Without Brexit — and if a proposed merger between the LSE and Deutsche Börse had not been blocked by EU competition authorities — London could have cemented its position at the heart of the capital markets union.
Still, with its access to capital, talent pool and infrastructure, many in the City are confident that London can continue to see off smaller regional rivals.
Brokers are also confident that the London market passed a major test during the pandemic: raising close to £40bn for more than 400 businesses seeking emergency funds.
Trevor Green, head of UK institutional funds at asset manager Aviva Investors, said that this year had been a “crunch time for City investors . . . in virtually every case they have delivered for companies”. He added: “Post-Covid, companies will want to raise equity to fund expansion and M&A. So being public helps in good and bad times.”
London also has an advantage in its emphasis on strong corporate governance, say brokers. There have been prominent exceptions, notably former FTSE 100 company NMC Health, which collapsed into administration in April amid a suspected fraud. With the focus on larger companies, the AIM and FTSE 250 markets are sometimes criticised for falling under the radar.
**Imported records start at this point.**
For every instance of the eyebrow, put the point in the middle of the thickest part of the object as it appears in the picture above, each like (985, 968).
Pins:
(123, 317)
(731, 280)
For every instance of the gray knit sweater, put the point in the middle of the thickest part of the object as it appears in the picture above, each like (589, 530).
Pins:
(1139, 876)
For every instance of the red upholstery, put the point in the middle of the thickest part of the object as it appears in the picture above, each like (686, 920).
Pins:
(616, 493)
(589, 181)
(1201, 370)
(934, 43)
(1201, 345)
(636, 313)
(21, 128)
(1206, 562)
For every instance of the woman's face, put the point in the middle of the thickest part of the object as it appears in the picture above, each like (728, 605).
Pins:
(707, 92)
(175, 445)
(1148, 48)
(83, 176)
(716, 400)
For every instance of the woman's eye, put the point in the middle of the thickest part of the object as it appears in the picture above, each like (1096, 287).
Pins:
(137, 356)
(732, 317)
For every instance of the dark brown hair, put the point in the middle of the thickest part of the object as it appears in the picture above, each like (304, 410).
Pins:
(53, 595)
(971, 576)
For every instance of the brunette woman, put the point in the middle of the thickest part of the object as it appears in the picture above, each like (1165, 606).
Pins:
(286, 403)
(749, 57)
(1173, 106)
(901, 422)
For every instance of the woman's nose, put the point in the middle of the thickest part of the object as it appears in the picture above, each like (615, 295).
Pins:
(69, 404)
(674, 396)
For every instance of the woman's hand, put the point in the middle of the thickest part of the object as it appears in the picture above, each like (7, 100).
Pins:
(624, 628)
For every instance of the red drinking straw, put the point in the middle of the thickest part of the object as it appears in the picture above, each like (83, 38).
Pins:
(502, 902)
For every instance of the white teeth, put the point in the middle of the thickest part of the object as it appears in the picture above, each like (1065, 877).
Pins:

But if London’s calling card is to be the gold standard in corporate and environmental standards, that is off-putting to a large number of companies who want looser rules.
In its report, Oxera said the regulatory burden was a significant disincentive for businesses to float and maintain a listing in the UK.
Barclays’ Mr Johnson said that listing rules have not changed enough over the past four decades: “The people who buy into IPOs are global. The rules do not reflect that.”
The UK listing review is looking at areas to boost London, including relaxing free-float requirements and the sorts of dual-class share structures that many tech entrepreneurs prefer.
“This is an opportunity to create a more enterprise-friendly place — the Delaware of the world,” said Mr Parsa, pointing to the US state’s legal regime that has made it attractive to businesses. “[London] needs to go further, to make it easier, more progressive and more entrepreneurial.”